There would still be cosmic radiation, which makes up the bulk of the background radiation you detect anyway. (At university, experiements were often performed inside the reactor containment dome, right next to the core, because the radioactivity in there, protected from the normal background, was so much lower.)

That would be in actual violation of physical laws. Any individual (unstable) atom may or may not decay at a given moment, but the distribution of atoms will decay absolutely in compliance with that isotope’s half-life.

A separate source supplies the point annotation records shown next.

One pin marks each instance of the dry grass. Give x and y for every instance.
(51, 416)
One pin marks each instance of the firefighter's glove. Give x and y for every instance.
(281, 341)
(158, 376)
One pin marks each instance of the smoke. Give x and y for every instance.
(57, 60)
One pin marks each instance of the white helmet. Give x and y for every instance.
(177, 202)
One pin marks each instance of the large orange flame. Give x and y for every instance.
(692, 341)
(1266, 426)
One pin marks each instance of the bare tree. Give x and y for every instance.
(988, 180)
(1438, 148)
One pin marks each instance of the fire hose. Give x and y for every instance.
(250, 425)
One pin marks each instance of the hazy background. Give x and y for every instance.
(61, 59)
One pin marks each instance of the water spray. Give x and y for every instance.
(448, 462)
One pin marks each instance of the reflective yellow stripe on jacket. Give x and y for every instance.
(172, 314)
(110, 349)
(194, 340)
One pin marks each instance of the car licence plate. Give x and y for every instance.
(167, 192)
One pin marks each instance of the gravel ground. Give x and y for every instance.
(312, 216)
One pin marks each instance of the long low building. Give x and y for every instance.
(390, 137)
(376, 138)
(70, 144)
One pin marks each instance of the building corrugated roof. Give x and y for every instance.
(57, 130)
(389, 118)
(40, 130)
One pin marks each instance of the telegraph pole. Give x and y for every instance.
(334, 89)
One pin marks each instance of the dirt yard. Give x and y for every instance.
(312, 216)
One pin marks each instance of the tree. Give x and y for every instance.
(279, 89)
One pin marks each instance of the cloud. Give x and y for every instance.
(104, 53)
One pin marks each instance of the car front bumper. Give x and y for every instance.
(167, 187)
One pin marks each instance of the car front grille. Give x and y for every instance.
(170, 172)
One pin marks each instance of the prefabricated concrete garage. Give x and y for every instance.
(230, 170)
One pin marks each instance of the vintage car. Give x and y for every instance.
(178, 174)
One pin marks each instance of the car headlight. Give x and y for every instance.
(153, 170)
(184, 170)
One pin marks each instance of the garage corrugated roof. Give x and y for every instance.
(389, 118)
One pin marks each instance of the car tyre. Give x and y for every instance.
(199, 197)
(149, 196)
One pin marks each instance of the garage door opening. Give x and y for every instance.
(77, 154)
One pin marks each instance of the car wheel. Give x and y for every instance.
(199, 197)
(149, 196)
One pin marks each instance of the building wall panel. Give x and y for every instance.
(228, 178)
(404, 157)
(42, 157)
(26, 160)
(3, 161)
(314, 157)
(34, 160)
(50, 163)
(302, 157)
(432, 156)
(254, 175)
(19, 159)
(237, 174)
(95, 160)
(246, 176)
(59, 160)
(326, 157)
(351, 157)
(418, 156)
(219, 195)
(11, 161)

And one covered in water and full of fish. Some people have the oddest tastes…

Stranger

I think the most probable average distance would be infinity/2. :wink:

All you have to do is call the infinite number of cell phones being carried by the infinite number of replicas of you that are in the infinite reaches of the universe and ask them to look around for any VW bugs.

At last, we’ll finally get the threads back from the Winter of Our Missed Content!

Why? It seems only to be a statistical thing. Let’s suppose I’ve only 8 radioactive atoms. There’s no reason to assume 4 of them will have decayed at the end of the half life of this material. Isn’t there a significant likehood that none will have decayed? What about 100 atoms? 1000? 1 million? 1 billion? What about only 1 atom? Why wouldn’t there be a non-zero probability of no atom decaying in any sample, however large?

No, radiation is a statistical law, not an absolute one. And cosmic rays could all be coincidentally absorbed by passing dust clouds before they ever reach the planet.